2. More secret searches

For centuries, common law has required that the government can’t go into your property without telling you, and must therefore give you notice before it executes a search.   That “knock and announce” principle has long been recognized as a part of the Fourth Amendment to the Constitution.

The Patriot Act, however, unconstitutionally amends the Federal Rules of Criminal Procedure to allow the government to conduct searches without notifying the subjects, at least until long after the search has been executed.  This means that the government can enter a house, apartment or office with a search warrant when the occupants are away, search through their property, take photographs, and in some cases even seize property – and not tell them until later.

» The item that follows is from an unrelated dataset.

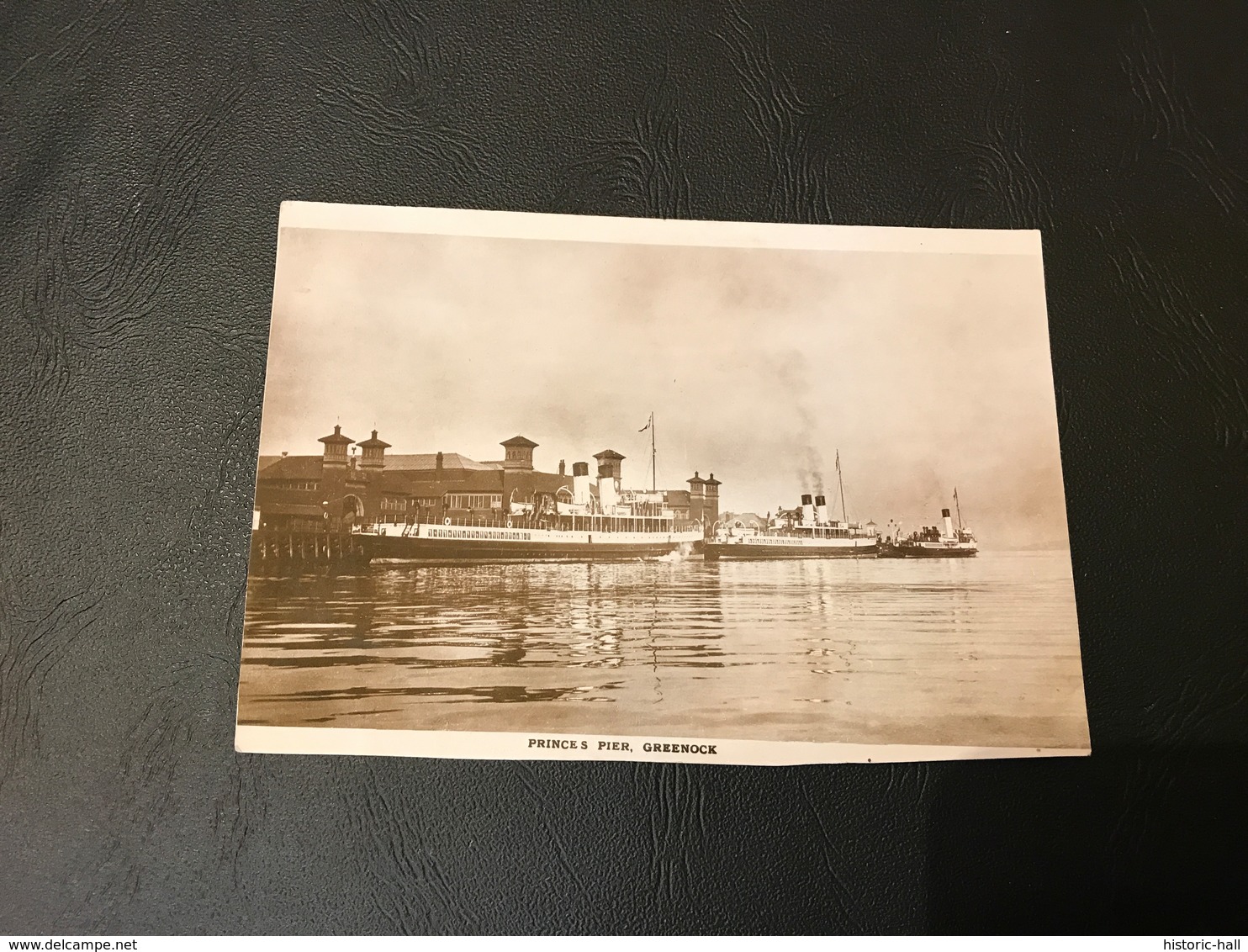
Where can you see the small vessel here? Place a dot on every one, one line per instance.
(931, 543)
(804, 533)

Notice is a crucial check on the government’s power because it forces the authorities to operate in the open, and allows the subject of searches to protect their Fourth Amendment rights.  For example, it allows them to point out irregularities in a warrant, such as the fact that the police are at the wrong address, or that the scope of the warrant is being exceeded (for example, by rifling through dresser drawers in a search for a stolen car).  Search warrants often contain limits on what may be searched, but when the searching officers have complete and unsupervised discretion over a search, a property owner cannot defend his or her rights.

Finally, this new “sneak and peek” power can be applied as part of normal criminal investigations; it has nothing to do with fighting terrorism or collecting foreign intelligence.

3. Expansion of the intelligence exception in wiretap law

Under the Patriot Act, the FBI can secretly conduct a physical search or wiretap on American citizens to obtain evidence of crime without proving probable cause, as the Fourth Amendment explicitly requires.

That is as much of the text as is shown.